Tuesday, November 2, 2010

Holdiay Open House - Coconut Custard Pie


It is day 2 of the Holiday Open House... and today I will share with your a really simple pie recipe. Since getting my chickens I have had a large number of eggs to deal with... 6 a day, to be exact. So, this custard pie helps to lighten my yolky load.
Coconut Custard Pie

Okay, this is super easy. You will need a pre-made pie crust, or one from scratch. Just blind bake it under double aluminum foil with pie weights.Then let it cool slightly before adding your custard filling.

You will need:
5 eggs
1/2 cup sugar
1 tsp.coconut extract
1/8 tsp. salt
2 1/2 cups milk
1/2 c. toasted coconut + extra for the top
ground nutmeg

Preheat oven to 450. In a bowl, beat eggs, sugar, coconut flavoring & salt.
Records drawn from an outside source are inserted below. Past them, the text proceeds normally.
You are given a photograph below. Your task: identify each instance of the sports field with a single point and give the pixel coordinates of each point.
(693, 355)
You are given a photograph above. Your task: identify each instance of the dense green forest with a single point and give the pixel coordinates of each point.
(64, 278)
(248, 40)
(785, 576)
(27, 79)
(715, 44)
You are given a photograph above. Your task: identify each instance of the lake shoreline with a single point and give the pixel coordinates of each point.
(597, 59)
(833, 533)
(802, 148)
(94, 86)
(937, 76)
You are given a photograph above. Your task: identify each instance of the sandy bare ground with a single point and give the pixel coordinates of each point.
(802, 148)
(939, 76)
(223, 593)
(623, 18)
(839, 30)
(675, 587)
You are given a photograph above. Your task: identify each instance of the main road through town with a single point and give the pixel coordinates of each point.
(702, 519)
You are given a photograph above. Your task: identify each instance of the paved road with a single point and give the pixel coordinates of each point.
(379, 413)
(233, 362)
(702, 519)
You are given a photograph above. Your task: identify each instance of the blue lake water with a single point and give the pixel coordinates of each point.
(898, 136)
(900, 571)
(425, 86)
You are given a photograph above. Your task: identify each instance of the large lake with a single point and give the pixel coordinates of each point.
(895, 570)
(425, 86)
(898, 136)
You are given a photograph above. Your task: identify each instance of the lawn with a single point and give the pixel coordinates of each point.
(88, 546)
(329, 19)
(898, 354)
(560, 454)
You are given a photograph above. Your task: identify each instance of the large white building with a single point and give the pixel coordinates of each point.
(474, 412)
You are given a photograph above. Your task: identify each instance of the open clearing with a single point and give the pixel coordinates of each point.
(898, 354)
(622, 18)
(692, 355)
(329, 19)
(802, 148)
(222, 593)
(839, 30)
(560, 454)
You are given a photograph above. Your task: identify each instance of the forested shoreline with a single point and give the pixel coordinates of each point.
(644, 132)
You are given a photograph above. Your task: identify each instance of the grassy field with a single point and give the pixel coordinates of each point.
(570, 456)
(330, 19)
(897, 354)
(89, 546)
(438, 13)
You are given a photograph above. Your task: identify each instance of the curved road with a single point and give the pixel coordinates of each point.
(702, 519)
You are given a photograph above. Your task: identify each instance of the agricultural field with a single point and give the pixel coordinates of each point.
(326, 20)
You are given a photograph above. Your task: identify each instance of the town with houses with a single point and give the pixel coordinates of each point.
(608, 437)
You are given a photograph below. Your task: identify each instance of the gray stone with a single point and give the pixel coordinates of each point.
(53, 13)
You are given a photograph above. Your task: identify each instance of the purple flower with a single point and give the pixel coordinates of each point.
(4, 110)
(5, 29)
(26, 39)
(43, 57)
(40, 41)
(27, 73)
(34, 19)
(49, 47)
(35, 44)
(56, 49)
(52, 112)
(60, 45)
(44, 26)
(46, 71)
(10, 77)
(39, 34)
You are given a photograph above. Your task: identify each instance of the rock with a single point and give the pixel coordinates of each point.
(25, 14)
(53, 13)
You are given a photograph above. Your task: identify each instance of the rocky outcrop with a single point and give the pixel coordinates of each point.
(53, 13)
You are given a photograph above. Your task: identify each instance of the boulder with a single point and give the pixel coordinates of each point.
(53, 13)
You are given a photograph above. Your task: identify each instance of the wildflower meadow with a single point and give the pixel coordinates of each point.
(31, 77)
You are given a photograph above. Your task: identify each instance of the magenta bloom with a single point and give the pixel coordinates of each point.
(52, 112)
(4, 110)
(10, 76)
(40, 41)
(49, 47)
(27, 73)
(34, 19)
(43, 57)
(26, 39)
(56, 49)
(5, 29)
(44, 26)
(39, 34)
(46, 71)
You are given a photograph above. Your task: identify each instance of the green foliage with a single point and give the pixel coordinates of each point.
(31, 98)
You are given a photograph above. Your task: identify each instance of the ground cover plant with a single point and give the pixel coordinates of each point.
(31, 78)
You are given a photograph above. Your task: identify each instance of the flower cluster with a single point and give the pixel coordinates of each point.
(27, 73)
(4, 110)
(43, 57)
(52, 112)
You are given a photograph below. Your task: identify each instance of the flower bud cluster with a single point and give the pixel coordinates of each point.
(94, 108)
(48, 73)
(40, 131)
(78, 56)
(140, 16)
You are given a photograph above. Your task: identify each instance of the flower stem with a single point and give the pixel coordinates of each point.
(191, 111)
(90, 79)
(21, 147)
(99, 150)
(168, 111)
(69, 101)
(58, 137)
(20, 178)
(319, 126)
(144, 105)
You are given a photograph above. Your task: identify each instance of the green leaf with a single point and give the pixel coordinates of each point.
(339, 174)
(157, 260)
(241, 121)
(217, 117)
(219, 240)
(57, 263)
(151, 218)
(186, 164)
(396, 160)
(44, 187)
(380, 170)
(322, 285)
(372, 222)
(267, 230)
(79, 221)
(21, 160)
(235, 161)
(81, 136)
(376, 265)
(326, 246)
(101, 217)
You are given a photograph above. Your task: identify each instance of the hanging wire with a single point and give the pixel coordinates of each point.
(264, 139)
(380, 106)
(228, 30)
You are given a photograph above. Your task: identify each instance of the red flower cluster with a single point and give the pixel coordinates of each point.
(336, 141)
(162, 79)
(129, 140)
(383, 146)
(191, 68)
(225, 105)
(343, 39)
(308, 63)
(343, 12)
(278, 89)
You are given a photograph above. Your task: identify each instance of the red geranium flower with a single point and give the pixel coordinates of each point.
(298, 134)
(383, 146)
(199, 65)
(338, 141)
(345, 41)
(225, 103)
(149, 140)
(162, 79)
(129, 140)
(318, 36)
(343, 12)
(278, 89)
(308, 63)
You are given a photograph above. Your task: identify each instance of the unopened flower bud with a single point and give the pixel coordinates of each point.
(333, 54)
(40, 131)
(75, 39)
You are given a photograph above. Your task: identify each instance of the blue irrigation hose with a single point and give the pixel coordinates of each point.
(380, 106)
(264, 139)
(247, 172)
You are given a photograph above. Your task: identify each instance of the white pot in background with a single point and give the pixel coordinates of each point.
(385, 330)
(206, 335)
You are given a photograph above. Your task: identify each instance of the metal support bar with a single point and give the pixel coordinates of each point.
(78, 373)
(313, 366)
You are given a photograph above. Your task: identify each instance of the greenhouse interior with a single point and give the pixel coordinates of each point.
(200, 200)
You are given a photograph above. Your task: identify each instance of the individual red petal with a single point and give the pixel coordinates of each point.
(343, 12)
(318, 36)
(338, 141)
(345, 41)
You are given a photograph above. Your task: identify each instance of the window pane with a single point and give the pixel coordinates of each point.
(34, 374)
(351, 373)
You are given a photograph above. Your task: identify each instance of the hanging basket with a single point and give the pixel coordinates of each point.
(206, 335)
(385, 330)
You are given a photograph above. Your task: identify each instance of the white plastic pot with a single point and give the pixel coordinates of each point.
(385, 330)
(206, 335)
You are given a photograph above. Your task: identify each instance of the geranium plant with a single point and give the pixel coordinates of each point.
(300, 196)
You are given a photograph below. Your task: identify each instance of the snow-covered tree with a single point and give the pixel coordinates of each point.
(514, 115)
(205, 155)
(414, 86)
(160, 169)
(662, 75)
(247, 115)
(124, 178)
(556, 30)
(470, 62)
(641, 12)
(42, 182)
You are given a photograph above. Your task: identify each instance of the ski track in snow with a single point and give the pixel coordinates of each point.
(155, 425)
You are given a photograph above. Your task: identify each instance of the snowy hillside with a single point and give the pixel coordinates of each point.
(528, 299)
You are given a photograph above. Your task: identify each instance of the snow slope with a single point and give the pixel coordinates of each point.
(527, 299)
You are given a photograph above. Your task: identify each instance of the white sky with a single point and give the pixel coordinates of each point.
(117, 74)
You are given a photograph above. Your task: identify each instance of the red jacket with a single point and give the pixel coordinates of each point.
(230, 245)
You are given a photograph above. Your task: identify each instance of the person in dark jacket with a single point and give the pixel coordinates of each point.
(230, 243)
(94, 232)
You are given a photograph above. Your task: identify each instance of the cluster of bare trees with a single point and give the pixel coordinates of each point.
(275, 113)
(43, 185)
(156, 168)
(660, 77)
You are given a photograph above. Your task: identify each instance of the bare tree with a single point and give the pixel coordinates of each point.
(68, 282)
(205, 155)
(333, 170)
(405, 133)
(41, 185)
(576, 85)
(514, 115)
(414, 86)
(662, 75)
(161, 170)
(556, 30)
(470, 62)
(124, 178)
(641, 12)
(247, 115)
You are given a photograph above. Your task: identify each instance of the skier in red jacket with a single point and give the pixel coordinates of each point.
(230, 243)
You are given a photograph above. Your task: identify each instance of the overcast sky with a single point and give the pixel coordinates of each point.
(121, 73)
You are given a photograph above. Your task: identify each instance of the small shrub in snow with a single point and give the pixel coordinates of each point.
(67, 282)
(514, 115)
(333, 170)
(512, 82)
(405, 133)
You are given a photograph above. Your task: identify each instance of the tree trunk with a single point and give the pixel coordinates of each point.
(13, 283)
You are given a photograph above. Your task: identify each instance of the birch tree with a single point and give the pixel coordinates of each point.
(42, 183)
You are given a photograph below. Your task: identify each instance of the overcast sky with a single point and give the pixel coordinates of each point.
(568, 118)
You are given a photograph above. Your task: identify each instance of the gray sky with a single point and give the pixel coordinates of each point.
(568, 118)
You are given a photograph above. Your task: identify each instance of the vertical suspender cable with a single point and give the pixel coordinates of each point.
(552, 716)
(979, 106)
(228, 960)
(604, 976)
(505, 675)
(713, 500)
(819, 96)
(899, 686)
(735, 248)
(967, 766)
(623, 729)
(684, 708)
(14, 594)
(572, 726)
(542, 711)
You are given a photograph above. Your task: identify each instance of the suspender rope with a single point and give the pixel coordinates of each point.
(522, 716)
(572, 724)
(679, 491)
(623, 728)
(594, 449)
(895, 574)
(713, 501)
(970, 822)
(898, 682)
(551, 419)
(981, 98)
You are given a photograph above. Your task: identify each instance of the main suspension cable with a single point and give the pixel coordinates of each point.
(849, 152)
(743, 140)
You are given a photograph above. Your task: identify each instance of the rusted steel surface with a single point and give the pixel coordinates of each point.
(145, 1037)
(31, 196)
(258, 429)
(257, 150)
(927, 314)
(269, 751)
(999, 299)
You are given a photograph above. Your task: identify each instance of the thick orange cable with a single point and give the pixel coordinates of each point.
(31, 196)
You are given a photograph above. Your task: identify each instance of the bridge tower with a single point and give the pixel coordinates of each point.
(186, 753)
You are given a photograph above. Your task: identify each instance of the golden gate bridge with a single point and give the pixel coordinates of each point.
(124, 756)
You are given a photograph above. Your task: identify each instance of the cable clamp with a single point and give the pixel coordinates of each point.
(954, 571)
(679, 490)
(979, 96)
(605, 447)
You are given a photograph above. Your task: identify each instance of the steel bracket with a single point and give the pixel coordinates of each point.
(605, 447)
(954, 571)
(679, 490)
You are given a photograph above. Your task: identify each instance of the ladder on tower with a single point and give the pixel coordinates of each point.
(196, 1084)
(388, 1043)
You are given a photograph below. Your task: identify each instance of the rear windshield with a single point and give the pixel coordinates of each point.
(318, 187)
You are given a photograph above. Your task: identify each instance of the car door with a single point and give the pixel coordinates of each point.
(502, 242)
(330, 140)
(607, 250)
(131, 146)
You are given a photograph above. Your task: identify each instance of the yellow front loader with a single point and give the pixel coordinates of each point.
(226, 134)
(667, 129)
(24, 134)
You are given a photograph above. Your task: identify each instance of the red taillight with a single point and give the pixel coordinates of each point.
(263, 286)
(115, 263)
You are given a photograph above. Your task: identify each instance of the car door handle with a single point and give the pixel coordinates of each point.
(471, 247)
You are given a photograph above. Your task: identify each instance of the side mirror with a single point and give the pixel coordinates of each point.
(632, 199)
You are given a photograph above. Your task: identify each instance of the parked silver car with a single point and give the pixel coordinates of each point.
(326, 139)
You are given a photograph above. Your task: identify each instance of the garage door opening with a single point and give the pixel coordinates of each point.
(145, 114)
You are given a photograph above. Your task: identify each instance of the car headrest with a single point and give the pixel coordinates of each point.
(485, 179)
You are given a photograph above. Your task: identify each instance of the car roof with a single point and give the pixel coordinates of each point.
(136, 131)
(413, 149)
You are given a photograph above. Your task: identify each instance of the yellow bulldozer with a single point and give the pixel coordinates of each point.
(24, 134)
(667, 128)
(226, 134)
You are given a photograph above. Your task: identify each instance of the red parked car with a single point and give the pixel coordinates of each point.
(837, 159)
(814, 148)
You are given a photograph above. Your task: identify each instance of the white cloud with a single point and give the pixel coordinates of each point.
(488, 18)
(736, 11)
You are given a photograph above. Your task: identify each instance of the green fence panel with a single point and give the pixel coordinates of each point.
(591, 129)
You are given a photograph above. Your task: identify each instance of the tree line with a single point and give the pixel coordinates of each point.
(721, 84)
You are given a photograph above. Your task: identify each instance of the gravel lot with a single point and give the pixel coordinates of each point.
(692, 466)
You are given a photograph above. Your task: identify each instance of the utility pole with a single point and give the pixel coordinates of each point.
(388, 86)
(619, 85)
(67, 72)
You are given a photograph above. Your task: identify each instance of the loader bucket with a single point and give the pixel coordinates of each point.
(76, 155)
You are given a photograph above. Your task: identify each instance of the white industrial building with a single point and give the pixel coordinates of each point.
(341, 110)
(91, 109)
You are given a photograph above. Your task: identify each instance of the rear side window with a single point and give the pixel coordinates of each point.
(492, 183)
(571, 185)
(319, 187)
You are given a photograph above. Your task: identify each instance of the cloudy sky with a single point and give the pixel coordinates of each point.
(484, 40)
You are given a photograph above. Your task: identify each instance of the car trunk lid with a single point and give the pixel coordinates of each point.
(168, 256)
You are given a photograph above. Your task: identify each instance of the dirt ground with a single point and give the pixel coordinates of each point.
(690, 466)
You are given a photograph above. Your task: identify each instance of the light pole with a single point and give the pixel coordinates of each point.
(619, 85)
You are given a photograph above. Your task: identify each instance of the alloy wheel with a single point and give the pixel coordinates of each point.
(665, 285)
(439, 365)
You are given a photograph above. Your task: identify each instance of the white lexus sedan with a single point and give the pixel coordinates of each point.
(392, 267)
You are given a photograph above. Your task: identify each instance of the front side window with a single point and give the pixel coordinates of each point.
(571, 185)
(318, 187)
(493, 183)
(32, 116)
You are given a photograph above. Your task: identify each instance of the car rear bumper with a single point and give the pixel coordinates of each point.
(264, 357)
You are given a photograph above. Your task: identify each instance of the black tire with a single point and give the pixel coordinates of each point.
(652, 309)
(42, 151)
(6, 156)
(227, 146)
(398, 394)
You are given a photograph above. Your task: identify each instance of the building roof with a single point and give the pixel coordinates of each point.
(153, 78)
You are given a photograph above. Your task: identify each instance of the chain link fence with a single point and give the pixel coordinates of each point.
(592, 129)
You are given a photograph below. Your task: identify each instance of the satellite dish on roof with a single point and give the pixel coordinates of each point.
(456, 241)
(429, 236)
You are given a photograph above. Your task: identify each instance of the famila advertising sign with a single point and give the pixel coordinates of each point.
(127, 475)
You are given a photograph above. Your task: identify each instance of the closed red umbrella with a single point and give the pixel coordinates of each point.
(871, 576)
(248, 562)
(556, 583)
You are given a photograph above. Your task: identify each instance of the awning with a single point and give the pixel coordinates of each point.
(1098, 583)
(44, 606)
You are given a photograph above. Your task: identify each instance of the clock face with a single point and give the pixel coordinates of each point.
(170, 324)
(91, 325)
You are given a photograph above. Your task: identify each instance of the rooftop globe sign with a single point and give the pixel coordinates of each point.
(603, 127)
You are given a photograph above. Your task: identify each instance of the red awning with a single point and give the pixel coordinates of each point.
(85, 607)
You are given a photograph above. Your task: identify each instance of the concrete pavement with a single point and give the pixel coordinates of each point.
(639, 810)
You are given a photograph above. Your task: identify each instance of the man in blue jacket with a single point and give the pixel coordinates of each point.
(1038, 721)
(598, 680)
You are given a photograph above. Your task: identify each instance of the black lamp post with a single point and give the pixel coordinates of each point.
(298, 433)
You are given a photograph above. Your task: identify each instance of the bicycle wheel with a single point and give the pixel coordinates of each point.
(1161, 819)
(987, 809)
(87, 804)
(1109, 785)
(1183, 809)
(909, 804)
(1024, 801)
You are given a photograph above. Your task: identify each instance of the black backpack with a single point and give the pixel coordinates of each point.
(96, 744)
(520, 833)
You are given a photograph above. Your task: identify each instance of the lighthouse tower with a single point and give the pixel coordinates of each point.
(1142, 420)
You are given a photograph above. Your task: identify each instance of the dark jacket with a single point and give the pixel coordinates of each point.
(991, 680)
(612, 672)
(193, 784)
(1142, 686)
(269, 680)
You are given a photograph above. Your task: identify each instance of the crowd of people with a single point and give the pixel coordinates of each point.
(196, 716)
Gradually stir in the milk and mix it till well incorporated. Add in the most of the toasted coconut (saving a handful or so for the pie top). Place your pie shell on the rack before filling to prevent spills. Then carefully add
your custard and sprinkle a little nutmeg on top.

After pie is in the oven, reduce temperature to 350 degrees and bake with the crust covered for 25 minutes. You can fold your aluminum foil in half and cut a half circle out. This prevents the crust from burning before the pie bakes. You can also use a crust cover if you have one. Look near the pie plate and pie supplies in most stores. Remove the foil and bake for an additional 15 to 20 minutes until a knife in the center comes out clean.  Cool on a rack and refrigerate within two hours.

I serve mine with a bit of whipped cream and I sprinkle the top with the remaining toasted coconut. Enjoy!